Wir lebten nun mit 5 Personen in dieser kleinen 2 Zimmerwohnung: Großvater, Stiefoma, meine Mutter, Alois und ich. Gelebt habe ich hier bis zum Alter von 13 Jahren und habe hier die Hölle auf Erden erlebt.

Mein Erinnerungsvermögen fängt so etwa im Alter zwischen 3und 4 Jahren ein. Das kann ich daher sagen, da ich mich erinnere, wie meine Stiefoma an meinem 4. Geburtstag mit mir mein Alter an den Fingern abzählte. Ich erinnere mich an diese bedrückte, aggressive Stimmung, die ich immer spürte.
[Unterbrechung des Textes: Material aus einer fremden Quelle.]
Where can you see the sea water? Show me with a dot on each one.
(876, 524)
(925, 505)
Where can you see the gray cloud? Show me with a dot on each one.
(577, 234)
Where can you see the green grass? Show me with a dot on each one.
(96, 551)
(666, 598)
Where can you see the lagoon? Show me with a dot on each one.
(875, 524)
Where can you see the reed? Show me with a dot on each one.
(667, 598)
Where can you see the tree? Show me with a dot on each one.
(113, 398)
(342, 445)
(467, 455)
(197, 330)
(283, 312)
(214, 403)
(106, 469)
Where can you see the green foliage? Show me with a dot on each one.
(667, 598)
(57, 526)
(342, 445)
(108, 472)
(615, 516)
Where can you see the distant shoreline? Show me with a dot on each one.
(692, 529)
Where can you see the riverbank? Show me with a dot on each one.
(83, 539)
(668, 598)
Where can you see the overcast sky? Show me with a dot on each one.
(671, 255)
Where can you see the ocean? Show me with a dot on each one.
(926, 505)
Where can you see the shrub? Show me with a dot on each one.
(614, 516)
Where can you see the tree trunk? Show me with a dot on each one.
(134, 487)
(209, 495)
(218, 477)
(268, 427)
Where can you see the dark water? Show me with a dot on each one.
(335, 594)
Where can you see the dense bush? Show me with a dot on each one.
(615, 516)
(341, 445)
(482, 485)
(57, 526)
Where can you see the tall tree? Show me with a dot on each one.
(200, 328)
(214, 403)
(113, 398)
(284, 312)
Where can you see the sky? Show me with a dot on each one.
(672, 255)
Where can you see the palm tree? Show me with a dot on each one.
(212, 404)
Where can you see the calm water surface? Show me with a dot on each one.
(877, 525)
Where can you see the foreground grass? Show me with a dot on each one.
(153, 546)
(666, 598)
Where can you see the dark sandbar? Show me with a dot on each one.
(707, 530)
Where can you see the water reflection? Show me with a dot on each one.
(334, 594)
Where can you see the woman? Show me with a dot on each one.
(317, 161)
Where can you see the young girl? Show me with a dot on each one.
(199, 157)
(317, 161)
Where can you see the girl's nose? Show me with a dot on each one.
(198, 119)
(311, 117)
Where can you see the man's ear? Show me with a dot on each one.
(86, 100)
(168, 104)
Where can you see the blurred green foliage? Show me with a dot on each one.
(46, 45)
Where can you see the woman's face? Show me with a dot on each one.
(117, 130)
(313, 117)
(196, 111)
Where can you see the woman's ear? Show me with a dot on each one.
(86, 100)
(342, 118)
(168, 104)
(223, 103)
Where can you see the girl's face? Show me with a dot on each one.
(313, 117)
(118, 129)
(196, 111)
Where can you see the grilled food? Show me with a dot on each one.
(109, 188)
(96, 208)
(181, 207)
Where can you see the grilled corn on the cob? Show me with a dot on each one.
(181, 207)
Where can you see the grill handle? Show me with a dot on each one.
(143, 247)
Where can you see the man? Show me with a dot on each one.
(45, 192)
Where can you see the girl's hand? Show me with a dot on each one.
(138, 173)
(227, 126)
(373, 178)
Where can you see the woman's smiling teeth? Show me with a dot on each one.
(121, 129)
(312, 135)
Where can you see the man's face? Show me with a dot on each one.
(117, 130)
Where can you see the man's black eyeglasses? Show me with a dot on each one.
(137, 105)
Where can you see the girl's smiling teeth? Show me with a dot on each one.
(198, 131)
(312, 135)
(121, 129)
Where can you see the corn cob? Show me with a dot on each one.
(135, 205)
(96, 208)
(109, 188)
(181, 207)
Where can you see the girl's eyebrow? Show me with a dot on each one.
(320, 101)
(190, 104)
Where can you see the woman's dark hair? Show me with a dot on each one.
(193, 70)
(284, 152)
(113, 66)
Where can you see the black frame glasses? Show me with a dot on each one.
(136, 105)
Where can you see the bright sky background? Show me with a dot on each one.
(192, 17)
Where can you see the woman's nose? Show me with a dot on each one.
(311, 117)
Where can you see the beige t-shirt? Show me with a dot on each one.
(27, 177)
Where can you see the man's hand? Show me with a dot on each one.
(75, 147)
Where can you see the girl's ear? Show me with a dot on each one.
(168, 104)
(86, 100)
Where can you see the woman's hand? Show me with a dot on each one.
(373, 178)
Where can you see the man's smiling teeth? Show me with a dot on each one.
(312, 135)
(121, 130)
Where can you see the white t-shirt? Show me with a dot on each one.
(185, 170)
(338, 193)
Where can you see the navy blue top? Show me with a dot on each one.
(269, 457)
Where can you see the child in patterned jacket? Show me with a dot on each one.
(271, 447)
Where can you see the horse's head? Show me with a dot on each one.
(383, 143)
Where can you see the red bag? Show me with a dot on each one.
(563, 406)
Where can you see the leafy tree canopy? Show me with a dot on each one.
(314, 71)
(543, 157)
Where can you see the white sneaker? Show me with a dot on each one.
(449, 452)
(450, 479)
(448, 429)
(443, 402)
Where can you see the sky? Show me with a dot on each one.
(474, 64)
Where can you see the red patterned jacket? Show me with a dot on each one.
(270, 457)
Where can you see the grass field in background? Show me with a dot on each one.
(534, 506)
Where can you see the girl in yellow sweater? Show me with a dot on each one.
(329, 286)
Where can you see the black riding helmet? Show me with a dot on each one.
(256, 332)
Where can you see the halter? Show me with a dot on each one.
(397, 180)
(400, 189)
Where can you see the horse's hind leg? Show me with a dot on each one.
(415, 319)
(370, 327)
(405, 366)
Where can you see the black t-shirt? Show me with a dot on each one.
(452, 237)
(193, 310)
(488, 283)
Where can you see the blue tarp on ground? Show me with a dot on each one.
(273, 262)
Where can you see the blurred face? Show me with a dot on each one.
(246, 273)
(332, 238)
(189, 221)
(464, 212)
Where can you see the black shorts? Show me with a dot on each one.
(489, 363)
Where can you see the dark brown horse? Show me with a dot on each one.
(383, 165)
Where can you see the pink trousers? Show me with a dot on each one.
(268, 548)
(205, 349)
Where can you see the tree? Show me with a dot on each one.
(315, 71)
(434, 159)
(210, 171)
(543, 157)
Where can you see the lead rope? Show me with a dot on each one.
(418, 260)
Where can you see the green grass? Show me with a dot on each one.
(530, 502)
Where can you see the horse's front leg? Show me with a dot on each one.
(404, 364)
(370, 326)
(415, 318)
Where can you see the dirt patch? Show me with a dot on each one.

Alle Personen im Haushalt waren unzufrieden und ich erlebte von allen Ablehnung, Demütigungen in Form von übelsten Beleidigungen gegen meine Person, Unterstellungen, Bedrohung, Schläge, Misshandlungen, Angst und Panikmache, später sexuelle Übergriffe des Onkels W..... und des Großvaters und durch eine dritte Person.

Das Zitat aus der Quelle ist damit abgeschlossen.